Despite the region's burgeoning growth in MICE numbers, CVBs grapple with limited support from government bodies, citing the main problem of being conflated with tourism.
Despite the region’s burgeoning growth in MICE numbers, CVBs grapple with limited support from government bodies, citing the main problem of being conflated with tourism.
“In Asia-Pacific, everybody’s been eager to jump onto the MICE bandwagon, but (because) they don’t all understand why, most of them are driven by the need to grow visitor numbers. As such, (MICE has) been driven very much by tourism efforts,” said Mike Williams, senior consultant, Gaining Edge.
Thailand Convention and Exhition Bureau’s (TCEB) Waraporn Sornprom agreed, and observed: “The MICE industry is not heard on government platforms (in Asia).”
For some countries, CVBs are non-existent while in others they play a limited role – like in India where the India Convention Promotion Bureau does not bid for events and Hyderabad Convention Visitors Bureau is the country’s only city-level CVB.
Conversely, under the Thailand 4.0 scheme, TCEB’s “strength” is in reporting directly to the Prime Minister’s Office, said Chiruit Isarangkun Na Ayuthaya, president of TCEB.
This has in turn created the opportunity for a holistic marketing strategy, as well as allowed TCEB to benefit from firsthand information and updates on government policies, explained Chiruit.
Such integrated government support is the same advantage played by Singapore, said James Latham, The Iceberg and the Joint Meetings Industry Council. Although MICE developments share the city-state’s tourism budget, it responds directly to the Prime Minister’s Office under the Singapore Tourism Board.
This has allowed Singapore, as well as other cities such as London, to target specific sectors for economic growth by creating “clustered” events like Singapore Medical Week and London Tech Week.
One solution to unlocking support and funding is that CVBs should collaborate with “key industry communities” to communicate to the government that the MICE industry is “more than tourism”, but also spurs growth across the economy, said Williams.
This includes local associations, private companies in the industry and the academic community.
Williams cited the example of how Gaining Edge worked with universities such as Melbourne University to lobby more government support for scientific academia and research – an effort which led to the construction of a new international convention centre.
He also mentioned that the Malaysia Convention & Exhibition Bureau currently helps develop and strengthen associations’ local presence to build membership and foundation before bidding on an international platform.

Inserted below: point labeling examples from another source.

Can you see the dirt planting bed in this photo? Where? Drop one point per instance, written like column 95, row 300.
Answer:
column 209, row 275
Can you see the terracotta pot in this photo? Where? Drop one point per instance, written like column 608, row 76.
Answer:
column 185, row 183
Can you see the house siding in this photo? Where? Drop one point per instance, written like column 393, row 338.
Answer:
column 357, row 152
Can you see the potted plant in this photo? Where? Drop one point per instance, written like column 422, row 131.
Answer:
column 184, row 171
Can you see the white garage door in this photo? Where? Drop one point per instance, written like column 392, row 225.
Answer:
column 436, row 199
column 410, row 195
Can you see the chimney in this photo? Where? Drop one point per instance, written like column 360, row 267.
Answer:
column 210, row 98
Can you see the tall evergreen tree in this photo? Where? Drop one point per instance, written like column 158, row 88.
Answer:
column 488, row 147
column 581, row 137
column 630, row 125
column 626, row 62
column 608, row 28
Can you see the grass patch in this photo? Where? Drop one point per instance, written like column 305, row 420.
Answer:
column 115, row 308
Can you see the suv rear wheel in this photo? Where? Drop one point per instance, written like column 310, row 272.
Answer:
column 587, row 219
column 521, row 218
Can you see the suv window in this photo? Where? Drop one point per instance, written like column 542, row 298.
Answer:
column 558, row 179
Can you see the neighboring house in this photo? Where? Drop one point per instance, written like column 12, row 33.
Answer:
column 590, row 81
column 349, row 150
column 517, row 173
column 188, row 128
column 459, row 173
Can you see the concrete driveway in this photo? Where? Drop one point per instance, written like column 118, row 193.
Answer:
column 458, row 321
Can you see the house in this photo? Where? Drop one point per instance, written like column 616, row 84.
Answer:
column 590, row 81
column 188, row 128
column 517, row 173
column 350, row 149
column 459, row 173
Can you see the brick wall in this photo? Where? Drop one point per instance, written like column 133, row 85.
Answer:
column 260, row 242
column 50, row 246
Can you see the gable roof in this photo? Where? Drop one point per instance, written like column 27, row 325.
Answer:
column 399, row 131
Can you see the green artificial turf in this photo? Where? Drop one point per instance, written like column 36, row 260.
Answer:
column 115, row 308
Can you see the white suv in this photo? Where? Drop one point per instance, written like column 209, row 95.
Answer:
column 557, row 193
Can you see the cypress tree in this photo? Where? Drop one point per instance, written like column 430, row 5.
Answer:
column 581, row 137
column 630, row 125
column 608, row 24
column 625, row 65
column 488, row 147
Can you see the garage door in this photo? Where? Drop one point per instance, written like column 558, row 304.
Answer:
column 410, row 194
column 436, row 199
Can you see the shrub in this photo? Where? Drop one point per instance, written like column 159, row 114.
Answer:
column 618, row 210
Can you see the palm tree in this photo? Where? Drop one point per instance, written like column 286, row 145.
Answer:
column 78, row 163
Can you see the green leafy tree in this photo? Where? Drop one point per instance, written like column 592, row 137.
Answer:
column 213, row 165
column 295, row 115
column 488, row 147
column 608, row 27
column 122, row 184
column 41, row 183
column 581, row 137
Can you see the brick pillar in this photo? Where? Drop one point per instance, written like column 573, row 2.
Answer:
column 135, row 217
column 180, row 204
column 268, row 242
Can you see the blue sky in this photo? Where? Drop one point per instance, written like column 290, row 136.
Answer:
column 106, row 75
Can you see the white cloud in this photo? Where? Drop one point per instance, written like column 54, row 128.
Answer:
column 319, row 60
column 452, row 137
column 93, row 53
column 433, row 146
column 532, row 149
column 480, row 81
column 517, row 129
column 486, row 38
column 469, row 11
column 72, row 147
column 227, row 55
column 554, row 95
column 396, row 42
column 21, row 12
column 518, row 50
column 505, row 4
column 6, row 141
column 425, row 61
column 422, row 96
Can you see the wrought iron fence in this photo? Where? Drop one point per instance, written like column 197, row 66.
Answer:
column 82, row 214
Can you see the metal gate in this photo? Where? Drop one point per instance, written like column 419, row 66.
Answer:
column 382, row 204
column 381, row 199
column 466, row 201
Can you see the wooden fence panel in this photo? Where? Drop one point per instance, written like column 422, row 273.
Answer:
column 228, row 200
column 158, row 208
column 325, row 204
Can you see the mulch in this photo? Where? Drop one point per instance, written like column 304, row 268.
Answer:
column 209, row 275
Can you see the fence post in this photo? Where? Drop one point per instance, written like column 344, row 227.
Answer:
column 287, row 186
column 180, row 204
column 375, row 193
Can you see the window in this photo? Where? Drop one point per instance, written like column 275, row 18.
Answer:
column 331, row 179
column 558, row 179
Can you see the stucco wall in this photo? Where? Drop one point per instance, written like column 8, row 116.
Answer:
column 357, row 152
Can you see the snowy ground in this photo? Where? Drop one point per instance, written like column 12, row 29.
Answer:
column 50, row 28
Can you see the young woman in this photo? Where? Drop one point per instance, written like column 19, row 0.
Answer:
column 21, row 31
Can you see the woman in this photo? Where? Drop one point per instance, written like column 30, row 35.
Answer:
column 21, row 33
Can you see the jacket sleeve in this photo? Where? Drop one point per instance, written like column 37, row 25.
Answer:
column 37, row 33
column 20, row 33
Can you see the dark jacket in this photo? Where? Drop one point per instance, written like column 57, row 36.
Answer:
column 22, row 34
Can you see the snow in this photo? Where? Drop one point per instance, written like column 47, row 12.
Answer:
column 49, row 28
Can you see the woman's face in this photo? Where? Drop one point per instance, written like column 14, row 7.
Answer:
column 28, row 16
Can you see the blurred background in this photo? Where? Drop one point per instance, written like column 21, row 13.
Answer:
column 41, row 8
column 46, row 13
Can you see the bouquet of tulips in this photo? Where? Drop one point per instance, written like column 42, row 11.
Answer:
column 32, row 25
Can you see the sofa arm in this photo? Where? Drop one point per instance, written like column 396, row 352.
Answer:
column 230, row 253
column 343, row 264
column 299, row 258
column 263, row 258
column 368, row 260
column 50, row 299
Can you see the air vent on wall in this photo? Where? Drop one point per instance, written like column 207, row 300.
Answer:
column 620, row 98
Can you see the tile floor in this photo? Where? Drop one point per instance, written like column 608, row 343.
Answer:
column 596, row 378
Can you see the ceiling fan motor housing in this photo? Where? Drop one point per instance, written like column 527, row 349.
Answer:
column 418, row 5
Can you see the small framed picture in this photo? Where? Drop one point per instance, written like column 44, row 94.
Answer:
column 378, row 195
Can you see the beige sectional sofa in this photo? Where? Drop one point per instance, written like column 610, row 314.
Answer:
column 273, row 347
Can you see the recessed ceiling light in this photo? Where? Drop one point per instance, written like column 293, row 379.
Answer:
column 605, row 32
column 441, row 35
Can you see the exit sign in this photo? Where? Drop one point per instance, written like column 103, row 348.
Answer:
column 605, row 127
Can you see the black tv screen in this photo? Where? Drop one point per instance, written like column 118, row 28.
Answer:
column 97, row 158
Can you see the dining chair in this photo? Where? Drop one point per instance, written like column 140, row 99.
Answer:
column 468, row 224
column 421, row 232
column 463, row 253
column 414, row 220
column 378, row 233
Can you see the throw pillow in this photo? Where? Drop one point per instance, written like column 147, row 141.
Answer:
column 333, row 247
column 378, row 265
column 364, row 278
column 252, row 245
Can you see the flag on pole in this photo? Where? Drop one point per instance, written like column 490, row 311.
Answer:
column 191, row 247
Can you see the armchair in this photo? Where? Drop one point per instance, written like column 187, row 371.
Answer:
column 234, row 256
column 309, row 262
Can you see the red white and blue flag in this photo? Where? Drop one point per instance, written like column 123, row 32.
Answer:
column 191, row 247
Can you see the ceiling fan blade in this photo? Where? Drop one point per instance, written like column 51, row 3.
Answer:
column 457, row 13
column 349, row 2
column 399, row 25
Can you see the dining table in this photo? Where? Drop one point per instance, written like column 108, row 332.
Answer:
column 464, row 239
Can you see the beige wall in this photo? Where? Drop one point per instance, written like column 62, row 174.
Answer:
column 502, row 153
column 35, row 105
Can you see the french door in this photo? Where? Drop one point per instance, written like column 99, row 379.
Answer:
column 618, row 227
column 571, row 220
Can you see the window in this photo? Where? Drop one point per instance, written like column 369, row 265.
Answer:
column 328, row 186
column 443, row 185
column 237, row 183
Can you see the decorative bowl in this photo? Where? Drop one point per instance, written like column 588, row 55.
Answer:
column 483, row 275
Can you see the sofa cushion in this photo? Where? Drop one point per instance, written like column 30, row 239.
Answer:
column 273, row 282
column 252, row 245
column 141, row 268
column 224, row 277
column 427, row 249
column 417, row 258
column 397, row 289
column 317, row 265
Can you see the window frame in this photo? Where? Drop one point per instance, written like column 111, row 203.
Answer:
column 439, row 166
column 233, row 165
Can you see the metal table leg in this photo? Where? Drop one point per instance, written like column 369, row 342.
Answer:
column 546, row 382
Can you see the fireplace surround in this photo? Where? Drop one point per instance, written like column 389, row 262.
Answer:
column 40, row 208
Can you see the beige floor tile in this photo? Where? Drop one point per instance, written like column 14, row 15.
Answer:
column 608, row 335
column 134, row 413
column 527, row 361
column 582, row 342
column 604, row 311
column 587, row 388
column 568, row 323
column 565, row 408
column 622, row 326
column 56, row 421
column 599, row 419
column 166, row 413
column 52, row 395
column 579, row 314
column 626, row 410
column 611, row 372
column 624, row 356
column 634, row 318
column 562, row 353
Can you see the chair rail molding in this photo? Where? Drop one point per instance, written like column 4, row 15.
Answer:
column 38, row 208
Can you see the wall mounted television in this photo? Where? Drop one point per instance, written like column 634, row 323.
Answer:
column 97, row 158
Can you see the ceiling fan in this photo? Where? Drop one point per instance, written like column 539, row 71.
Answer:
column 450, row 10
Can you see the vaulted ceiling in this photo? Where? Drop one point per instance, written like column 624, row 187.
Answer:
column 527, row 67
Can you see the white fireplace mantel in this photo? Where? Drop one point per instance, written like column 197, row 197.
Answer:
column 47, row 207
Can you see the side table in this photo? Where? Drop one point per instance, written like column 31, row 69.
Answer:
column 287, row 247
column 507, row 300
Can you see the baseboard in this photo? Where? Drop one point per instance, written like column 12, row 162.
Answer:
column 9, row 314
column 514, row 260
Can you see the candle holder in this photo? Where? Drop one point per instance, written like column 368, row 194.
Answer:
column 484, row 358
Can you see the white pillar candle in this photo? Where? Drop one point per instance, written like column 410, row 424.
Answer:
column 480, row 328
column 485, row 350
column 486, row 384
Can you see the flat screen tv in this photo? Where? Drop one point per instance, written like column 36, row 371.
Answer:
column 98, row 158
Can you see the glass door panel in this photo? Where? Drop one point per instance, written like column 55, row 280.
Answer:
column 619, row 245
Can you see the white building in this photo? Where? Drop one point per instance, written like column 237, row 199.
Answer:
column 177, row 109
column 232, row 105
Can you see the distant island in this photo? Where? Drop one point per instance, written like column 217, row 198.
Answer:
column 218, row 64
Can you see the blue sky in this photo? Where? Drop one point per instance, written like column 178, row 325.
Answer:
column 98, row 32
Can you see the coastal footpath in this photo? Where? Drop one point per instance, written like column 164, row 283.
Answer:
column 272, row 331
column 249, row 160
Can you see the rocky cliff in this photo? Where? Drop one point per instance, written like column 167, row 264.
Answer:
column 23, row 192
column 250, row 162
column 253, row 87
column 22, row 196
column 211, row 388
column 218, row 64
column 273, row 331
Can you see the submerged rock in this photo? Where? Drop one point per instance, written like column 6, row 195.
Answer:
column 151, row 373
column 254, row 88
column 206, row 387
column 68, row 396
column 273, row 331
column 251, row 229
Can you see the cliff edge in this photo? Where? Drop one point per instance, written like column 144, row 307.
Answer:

Williams added that, in fact, associations can even “play a leading role in talking to the government” to develop a city’s MICE capabilities.
To this effect, TCEB has pulled its weight in the ASEAN committee. Waraporn shared that the bureau “has been engaging with ASEAN, and for next year’s ASEAN Tourism Forum, we’ve created the ASEAN MICE Forum”.
She added: “We looked into engaging city-level professionals and ASEAN experts to meet within an official framework”.
Jason Yeh, president of ICCA Asia Pacific and association president and destination marketing of Taiwan Convention and Exhibition Association, urged CVBs to have targeted initiatives by “(creating their) own events to match destination positioning and city branding”.